Scribus is free, and you import your design here.
And then make the pdf or file format for output.

Inkscape is like illustrator.
Scribus is like InDesign.

Typically you design in illustrator and can output from illustrator. But people like to use a page layout tool to scale a single design to the right size for output.

So you could design a 10x10mm design in inkscape.
Place this into scribus page of 1000x 1000mm and output it. Then you could change this to 200x 200 etc.

Or just use Affinity.
At least it has native support for cmyk.

Understood. What canvas size would you recommend for t-shirts? Are there multiple?

Thank you. I’ve been wanting to pull the trigger on Affinity for a while now, so that’s the route I’m going.

What cavas size are kids t-shirts? What ages?
What body type sizes? xs, s, m, l, xl, xxl, xxxl etc.

For someone looking to launch a business and beat the competition you have a lot to learn.
A simple google search will alert you to the correct sizes.

However, you don’t need to create the artwork in all sizes required.
You just increase it by percentages on output.

Usually around A3 size or even A2 size - and @300 ppi (for wiggle room) if designing raster images.
With raster image start as large as you can - as you can scale down, but scaling up loses quality.

If you’re designing vector images then you can design at A6 size and output to any size you want.
You just output your A6 at 400% to get A2 size.
Resolution is non-existent in pure vector work.

That depends on the size of the artwork and the size of the shirt. The canvas size of the file shouldn’t be the same size as the t-shirt. The canvas size should simply be the size of whatever artwork you determine will fit the spot on which the artwork will be placed.

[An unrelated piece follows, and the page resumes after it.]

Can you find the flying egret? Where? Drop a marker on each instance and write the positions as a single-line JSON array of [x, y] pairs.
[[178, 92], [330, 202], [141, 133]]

If it’s vector artwork (which it usually should be for t-shirts), you can scale the artwork to fit as @Smurf2 suggest. Having used online t-shirt printers in the past, the usual routine is to upload the vector file, position it on one of their t-shirt templates, scale it to whatever size you need, and hit the OK button. Whether this is applicable to what you have in mind, I don’t know.

Why don’t you go straight to the horse’s mouth, and phone up the print provider?

You need to pick a marketplace and upload art to THEIR specifications, not ours. If I were just creating the art, I’d go for the largest size output they do, or even larger. You can always make digital art smaller. But not always larger. Especially raster art.

I am using ADOBE ILLUSTRATOR and CORELDRAW GRAPHICS SUITE for this purpose. You may try this.
Good Luck!

About 6 months ago the OP stated they could not afford Adobe.
Coreldraw is also not free. For the professional level software it’s $550 for the 2021 version or $23 per month for the 2022 version
Or $300 for the Standard version.

Standalone Adobe Illustrator is $20.99 per month with nothing else included (no stock)

Affinity Designer is currently on sale for half price. A whopping $26.99 for the full package (it’s usually $54.99.) One time only. No subscription.

Wonder if the OP has made their millions by now…

Canvas size 4500*5400 is standard for POD t-shirt design. Actually I always use Adobe Illustrator. But Affinity is good too!

Can’t say it enough times…
The size of the art is determined by the print provider.

I actually have a t-shirt at home that is 100% coverage of the shirt including the sleeves. Dye sub polyester. Awful to wear but it sure looks pretty.